Social class is achieved both through material wealth and the performance of a certain lifestyle. Because the material wealth of black elites was disadvantaged, their class status was especially based in performance, which was informed by the social norms of upper class white people.  The characteristics of the black aristocracy, as described by historian William Gatewood, were “respectability, moral rectitude, social grace, education, proper ancestry, as well as wealth and color (15).”  Even if one lacked material wealth, one could enter the black middle/upper class if they performed enough of these characteristics.  This is what Gatewood calls “genteel performance.”

           

How did one perform things like respectability, moral rectitude, or social grace?
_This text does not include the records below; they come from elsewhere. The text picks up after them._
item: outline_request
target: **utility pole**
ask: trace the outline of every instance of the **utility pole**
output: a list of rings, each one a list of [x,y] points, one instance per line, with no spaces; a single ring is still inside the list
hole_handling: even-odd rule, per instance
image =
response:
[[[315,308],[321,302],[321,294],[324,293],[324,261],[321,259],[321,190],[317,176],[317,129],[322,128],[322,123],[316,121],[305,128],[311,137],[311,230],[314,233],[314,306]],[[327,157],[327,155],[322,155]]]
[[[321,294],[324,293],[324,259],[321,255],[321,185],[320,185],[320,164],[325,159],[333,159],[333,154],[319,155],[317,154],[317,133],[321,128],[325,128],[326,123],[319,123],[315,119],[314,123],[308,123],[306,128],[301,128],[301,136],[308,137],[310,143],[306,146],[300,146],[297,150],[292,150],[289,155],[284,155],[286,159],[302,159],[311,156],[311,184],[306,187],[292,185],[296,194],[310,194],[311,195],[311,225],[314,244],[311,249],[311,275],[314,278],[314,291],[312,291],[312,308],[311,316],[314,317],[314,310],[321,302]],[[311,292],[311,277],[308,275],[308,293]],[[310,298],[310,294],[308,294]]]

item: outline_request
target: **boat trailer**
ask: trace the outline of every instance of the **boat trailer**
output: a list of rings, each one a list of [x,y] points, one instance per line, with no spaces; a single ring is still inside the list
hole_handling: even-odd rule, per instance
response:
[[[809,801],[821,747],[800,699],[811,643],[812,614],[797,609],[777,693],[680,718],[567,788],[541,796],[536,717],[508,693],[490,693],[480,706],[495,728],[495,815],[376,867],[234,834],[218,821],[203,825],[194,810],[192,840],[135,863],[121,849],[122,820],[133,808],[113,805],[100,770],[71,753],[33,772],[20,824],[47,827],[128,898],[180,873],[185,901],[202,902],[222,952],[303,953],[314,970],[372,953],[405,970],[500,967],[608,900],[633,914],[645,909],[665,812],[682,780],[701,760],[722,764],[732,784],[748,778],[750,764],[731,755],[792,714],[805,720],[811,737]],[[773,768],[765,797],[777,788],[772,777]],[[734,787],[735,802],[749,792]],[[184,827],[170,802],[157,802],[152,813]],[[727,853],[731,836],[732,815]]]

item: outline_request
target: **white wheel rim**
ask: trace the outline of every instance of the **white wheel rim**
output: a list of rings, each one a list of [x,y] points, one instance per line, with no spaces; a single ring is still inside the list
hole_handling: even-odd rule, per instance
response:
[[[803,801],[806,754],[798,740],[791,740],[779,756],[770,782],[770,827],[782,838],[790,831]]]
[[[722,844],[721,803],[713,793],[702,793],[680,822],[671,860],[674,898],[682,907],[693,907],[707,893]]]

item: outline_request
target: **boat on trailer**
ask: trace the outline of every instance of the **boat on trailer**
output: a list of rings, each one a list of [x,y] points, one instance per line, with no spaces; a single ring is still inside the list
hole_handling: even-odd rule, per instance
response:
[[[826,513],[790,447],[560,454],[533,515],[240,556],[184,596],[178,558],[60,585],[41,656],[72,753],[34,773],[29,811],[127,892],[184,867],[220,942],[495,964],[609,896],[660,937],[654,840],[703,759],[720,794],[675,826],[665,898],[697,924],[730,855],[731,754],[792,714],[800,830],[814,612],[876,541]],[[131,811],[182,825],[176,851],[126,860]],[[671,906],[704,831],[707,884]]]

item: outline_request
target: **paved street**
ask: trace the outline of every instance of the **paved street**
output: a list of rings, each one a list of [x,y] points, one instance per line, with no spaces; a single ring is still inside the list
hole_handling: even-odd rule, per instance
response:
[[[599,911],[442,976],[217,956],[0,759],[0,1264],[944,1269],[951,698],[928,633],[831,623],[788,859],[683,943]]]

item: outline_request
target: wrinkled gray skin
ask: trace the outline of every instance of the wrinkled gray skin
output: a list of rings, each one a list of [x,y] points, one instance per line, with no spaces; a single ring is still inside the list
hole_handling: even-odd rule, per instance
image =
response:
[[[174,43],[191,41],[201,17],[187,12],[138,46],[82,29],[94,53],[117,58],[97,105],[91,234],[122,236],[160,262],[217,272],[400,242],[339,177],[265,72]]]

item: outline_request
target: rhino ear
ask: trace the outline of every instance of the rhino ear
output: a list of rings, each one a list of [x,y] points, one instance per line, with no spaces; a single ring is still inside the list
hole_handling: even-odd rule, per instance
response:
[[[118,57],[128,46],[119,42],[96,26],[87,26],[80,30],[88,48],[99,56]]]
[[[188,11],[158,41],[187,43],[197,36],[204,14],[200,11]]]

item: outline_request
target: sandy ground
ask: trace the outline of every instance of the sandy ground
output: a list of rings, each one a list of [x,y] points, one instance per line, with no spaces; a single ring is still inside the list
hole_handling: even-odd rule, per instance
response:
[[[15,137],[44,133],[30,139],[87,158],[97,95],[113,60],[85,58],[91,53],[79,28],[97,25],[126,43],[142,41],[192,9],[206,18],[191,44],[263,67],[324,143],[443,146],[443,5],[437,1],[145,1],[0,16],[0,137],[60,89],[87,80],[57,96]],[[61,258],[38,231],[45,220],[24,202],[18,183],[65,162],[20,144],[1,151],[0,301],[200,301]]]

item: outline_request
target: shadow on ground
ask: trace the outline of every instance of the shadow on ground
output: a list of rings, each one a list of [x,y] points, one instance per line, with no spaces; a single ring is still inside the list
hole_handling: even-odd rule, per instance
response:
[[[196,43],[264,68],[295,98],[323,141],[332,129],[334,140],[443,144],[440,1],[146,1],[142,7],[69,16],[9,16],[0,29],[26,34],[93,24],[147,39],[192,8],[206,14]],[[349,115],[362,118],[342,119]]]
Proper etiquette, manners, and dress were necessary, as well as compliance with domestic norms, which meant having a functioning nuclear, patriarchal family (16).  Being properly “cultured” was also key to genteel performance, which meant being well-versed in European classical literature and music.  Genteel performance was consciously used to differentiate black elites from the lower class “masses,” who, by the standards of genteel performance, were considered morally bankrupt, uncultured, and uncivilized (17).

           

The social norms embraced by genteel performance created problems for black elites interested in improving the conditions of the race as a whole.  The African American upper/middle class often viewed themselves as evidence of racial progress, claiming that the “masses” needed to adopt their morals and general way of life.  This outlook avoided the larger political and economic problems that faced poor blacks, and created class resentment (18).

           

 

Genteel performance

An upper/middle class African American family portrait, taken in the 1890s

Double consciousness

Genteel performance is an example of what W.E.B. DuBois called “double consciousness.”  He used this term to refer to the two consciousnesses that black Americans had developed: seeing themselves from their own perspective as an historically oppressed group, and from the perspective of a judgmental white world.  DuBois explains: “the Negro is….born with a veil, and gifted with second-sight in this American world,--a world which yields him no true self-consciousness, but only lets him see himself through the revelation of the other world.  It is a peculiar sensation, this double-consciousness, this sense of always looking at one’s self through the eyes of others, of measuring one’s soul by the tape of a world that looks on in amused contempt and pity.  One ever feels his twoness,--an American, a Negro; two souls, two thoughts, two unreconciled strivings; two warring ideals in one dark body, whose dogged strength alone keeps it from being torn asunder (19).”

            

With genteel performance, black elites demonstrated their consciousness as black people by claiming that they represented the progress of the race, which they did in terms of wealth and power.  But, they revealed their double consciousness, their “sense….of measuring one’s soul by the tape of a world that looks on in amused contempt and pity” by explaining their progress through performed “respectability, moral rectitude, and social grace,” which appealed also to the sensibilities of white elites.  Genteel performance allowed black elites to be conscious of the interests of racial improvement and white scrutiny and judgment, both at the same time.